State Minister of Jal Shakti Government of Uttar Pradesh
- Incumbent
- Assumed office 25 March 2022
- Minister: Swatantra Dev Singh
- Chief Minister: Yogi Adityanath

Member of 18th Uttar Pradesh Assembly
- Incumbent
- Assumed office 2022
- Preceded by: Brajesh Kumar Prajapati
- Constituency: Tindwari

Personal details
- Party: Bharatiya Janata Party
- Occupation: Politician

= Ramakesh Nishad =

Indian politician

Ramkesh Nishad is an Indian politician and a member of the 18th Uttar Pradesh Assembly for Uttar Pradesh, India.
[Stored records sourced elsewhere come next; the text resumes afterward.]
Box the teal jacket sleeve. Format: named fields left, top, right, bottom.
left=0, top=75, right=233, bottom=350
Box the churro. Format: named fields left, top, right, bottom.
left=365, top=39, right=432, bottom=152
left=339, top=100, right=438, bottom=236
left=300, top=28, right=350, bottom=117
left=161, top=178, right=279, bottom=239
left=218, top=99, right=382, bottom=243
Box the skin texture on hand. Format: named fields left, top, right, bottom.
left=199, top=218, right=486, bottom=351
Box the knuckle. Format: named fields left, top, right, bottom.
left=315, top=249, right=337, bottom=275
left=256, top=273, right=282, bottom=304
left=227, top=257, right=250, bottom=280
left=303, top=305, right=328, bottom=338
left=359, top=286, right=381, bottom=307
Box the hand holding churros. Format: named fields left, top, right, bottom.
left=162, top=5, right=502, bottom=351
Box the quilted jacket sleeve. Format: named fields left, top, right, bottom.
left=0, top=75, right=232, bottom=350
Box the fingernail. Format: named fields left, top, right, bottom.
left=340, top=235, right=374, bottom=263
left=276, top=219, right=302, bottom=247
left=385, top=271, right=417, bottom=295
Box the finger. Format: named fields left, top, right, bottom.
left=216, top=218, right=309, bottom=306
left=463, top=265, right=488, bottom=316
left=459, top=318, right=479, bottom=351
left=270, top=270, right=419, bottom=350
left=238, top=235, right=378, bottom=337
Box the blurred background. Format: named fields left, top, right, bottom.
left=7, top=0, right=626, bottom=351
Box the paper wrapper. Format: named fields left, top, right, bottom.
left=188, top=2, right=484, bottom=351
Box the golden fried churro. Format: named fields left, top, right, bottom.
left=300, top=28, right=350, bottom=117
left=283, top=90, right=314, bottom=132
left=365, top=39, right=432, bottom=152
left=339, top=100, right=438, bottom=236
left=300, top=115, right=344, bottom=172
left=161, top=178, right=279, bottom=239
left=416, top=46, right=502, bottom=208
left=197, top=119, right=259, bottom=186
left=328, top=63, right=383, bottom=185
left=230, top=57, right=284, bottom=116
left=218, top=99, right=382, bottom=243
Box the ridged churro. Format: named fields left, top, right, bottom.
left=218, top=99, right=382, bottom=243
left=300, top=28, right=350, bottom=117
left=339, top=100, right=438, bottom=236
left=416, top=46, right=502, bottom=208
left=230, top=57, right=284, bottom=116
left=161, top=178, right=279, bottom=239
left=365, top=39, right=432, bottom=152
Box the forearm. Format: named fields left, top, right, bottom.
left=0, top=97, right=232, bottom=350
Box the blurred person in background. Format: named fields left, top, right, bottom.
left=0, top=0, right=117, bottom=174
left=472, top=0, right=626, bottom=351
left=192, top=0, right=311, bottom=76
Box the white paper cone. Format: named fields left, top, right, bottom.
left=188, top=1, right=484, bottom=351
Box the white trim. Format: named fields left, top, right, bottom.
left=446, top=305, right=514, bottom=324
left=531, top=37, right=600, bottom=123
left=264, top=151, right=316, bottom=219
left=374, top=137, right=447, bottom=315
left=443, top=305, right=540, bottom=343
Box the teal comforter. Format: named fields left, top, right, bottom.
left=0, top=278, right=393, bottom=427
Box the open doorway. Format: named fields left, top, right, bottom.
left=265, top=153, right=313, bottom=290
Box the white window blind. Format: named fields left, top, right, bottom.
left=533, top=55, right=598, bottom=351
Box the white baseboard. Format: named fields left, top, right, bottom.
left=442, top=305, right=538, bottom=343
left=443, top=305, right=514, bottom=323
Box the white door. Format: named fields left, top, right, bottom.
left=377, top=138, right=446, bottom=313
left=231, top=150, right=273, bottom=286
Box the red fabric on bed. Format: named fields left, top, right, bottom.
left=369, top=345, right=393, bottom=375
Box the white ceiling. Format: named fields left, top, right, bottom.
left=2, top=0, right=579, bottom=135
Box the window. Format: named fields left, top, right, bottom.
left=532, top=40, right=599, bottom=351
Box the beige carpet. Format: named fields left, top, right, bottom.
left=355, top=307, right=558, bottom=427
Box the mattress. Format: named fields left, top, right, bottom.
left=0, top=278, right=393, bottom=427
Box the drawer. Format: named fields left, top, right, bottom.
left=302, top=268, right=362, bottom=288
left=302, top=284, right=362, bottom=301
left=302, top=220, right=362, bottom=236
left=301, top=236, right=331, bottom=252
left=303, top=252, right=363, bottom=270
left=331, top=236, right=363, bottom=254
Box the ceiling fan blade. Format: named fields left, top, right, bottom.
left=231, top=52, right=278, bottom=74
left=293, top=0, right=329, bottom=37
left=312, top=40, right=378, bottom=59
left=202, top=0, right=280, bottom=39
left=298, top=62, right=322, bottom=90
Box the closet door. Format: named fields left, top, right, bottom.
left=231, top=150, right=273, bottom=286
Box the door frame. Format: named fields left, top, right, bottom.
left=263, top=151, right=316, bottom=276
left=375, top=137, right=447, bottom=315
He represents the Tindwari constituency of Uttar Pradesh.
He is a member of the Bharatiya Janata Party.

==Career==
Nishad, as a Bharatiya Janta Party candidate, won the 2022 Uttar Pradesh Legislative Assembly election, defeating Samajwadi Party candidate Brajesh Kumar Prajapati by a margin of 28,425 votes.

On 25 March 2022, the Chief Minister of Uttar Pradesh, Yogi Adityanath and former minister of Jal Shakti Dinesh Khatik, appointed Nishad as the State Minister of Jal Shakti in the Uttar Pradesh government.